Your approach is correct but you have made an implementation mistake if the query is towards the end.
Eg for case
1
5 1
aaaaa
3 5
Your code gives NO but answer is YES.
yes i realised my mistake, i used upperbound on L rather than L-1, i corrected it. thanks for the reply anyway
This is precizely the reason i mentioned segment tree instead of prefix sums, but seeing the comments, i should have mentioned that one too.
I think there’s error indexing. You made segtree indices 0-based, but didnt adjust queries.
Try decrementing both l and r by 1.
That’s all i could find now
We use segtree to find the OR of a range.
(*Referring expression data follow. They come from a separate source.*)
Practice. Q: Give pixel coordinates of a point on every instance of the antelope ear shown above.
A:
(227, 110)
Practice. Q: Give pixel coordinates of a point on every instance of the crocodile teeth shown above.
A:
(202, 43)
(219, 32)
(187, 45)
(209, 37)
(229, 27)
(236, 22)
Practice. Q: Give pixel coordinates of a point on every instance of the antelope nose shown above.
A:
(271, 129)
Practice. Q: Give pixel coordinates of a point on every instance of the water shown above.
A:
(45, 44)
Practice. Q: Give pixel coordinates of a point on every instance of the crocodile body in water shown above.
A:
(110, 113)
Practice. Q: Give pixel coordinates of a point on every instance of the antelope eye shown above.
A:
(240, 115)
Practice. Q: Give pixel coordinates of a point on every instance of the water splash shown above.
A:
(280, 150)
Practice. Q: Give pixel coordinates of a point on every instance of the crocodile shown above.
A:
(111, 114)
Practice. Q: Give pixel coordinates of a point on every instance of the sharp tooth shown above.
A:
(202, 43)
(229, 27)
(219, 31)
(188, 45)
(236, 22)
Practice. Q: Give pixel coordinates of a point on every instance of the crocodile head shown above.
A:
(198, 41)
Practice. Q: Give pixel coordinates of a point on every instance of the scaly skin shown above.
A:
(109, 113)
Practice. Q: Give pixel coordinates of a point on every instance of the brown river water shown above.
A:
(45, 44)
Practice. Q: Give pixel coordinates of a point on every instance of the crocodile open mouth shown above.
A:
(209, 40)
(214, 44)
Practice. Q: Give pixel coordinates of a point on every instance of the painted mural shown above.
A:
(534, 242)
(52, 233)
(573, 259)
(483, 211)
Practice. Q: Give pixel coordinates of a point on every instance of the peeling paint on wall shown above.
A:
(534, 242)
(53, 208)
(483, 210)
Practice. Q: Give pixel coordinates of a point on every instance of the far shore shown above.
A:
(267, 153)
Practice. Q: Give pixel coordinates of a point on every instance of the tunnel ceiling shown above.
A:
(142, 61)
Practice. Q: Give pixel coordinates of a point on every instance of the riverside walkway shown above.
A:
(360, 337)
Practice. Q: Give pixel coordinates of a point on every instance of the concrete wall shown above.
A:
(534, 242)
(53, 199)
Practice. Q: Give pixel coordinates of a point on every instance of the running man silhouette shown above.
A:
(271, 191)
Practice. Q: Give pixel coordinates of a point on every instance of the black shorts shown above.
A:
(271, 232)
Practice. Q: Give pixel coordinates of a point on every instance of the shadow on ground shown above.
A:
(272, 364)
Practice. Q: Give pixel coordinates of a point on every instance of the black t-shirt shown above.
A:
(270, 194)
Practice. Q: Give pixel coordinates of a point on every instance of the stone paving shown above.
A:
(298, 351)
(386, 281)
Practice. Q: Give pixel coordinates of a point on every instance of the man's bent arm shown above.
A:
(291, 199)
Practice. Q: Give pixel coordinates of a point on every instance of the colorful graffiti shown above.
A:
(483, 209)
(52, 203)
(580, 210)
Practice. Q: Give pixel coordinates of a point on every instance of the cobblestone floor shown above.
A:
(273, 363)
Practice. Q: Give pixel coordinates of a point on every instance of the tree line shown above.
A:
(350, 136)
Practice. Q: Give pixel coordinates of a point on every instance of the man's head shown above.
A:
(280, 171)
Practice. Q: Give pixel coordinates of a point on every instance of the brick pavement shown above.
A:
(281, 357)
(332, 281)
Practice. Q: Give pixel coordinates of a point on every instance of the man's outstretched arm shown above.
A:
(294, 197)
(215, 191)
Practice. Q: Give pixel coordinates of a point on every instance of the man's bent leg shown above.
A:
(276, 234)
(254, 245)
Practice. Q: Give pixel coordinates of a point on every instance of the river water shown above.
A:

At each internal node, we take the OR of children. For each query, we split query segment into logN parts, and return OR of all parts. This is a standard application of segment tree.
I got my mistake, got AC…
I too used the same approach but got WA
can someone please look into my code and tell me why i am getting runtime error.
#include <bits/stdc++.h>
using namespace std;
int main(){
int t;
cin>>t;
while(t–){
ios_base::sync_with_stdio(false);
cin.tie(NULL);
long long int n,q,i,j,l,r;
cin>>n>>q;
long long int v[n]={0},b[n]={0};
string str;
cin>>str;
if(n<3){
while(q–){
cin>>l>>r;
cout<<“NO”<<endl;
}
continue;
}
for(i=0;i<n-2;i++){
j=i+1;
if(str[j]==str[i]||str[j+1]==str[i]||str[j]==str[j+1]){
v[i]=1;
}
else
v[i]=0;
if(i>0)
b[i]=b[i-1]+v[i];
else
b[i]=v[i];
}
while(q–){
cin>>l>>r;
l–;
r–;
if((r-l+1)<3){
cout<<“NO”<<endl;
continue;
}
if((l-1)>=0 && (b[r-2]-b[l-1])>0){
cout<<“YES”<<endl;
}
else if(l==0 && ((b[r-2]-b[l])>0 || b [0]==1)){
cout<<“YES”<<endl;
}
else
cout<<“NO”<<endl;
}
}
return 0;
}
No,its AC. Just take care about the l and l+1 elements carefully , you will get it try on copy
I still don’t understand how are range min queries or segment trees of any use here? The Setter’s solution make sense. Can you give some idea how can we solve the problem using segment trees?